Quindi aggiungere un microlitro di DAPI e procedere con la citometria del flusso. Eseguire il campione di midollo osseo e acquisire almeno un milione di eventi. Quindi mostra le cellule mononucleari del midollo osseo vivo in un grafico per il blu pacifico, per identificare le frazioni lin-negative e lin-positive CD135.
Tracciate la frazione lin-negativa per APC/Cy7 rispetto a PE/Cy7 per identificare il progenitore multipotente o la frazione MPP. Quindi tracciare la frazione MPP per APC rispetto a PerCP/Cy5.5, per identificare la cellula staminale ematopoietica o la frazione HSC. Visualizzate la frazione HSC per FITC, o CD34, per dividerla in frazioni HSC e CD34 positive HSC e CD34 positive di CD34.

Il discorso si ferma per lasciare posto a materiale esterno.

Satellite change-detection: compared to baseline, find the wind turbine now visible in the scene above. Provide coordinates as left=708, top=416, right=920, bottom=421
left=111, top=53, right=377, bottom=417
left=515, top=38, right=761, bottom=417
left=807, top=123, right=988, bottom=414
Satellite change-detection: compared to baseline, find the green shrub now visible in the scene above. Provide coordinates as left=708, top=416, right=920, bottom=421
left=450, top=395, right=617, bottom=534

Infine acquisire l'intensità TMRM in ogni popolazione. Per assicurarsi che la colorazione TMRM abbia funzionato correttamente, aggiungere un microlitro di FCCP al campione, per una concentrazione finale di un millimolare, e incubarlo a 37 gradi Celsius per cinque minuti. Quindi acquisire un milione di eventi.

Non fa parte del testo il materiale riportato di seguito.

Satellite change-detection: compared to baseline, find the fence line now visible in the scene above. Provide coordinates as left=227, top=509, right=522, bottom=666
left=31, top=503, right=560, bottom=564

Dopo l'aggiunta di FCCP, l'intensità TMRM dovrebbe essere drasticamente aumentata. Questo protocollo è stato utilizzato con successo per quantificare il potenziale della membrana mitocondriale in varie popolazioni cellulari, con colorante TMRM. È stato dimostrato che la presenza di PBS e FBS nel mezzo di coltura influisce sull'intensità del segnale TMRM.
Quindi è importante eseguire la colorazione TMRM in un mezzo di espansione privo di siero. Le cellule staminali ematopoietiche esprimono alti livelli di attività delle pompe efflux xenobiotiche che estrudono il colorante TMRM. Quindi i profili TMRM variano anche in presenza di Verapamil o Cyclosporin H, che bloccano le pompe.
Per verificare l'accuratezza della colorazione TMRM, FCCP può essere quello di depolarizzare i mitocondri e ridurre l'intensità TMRM. Questo protocollo può essere facilmente adattato per lo studio dell'HSC con un diverso colorante potenziale a membrana mitocondriale, tra cui TMRE o JC-1. Così come altri coloranti mitocondriali come MitoTracker o MitoSOX.
Le criticità ereditate dalla diversa attività delle pompe efflux tra la popolazione di midollo osseo sono state evidenziate solo di recente. Questo protocollo mira quindi a ridurre la discrepanza tra i risultati precedenti.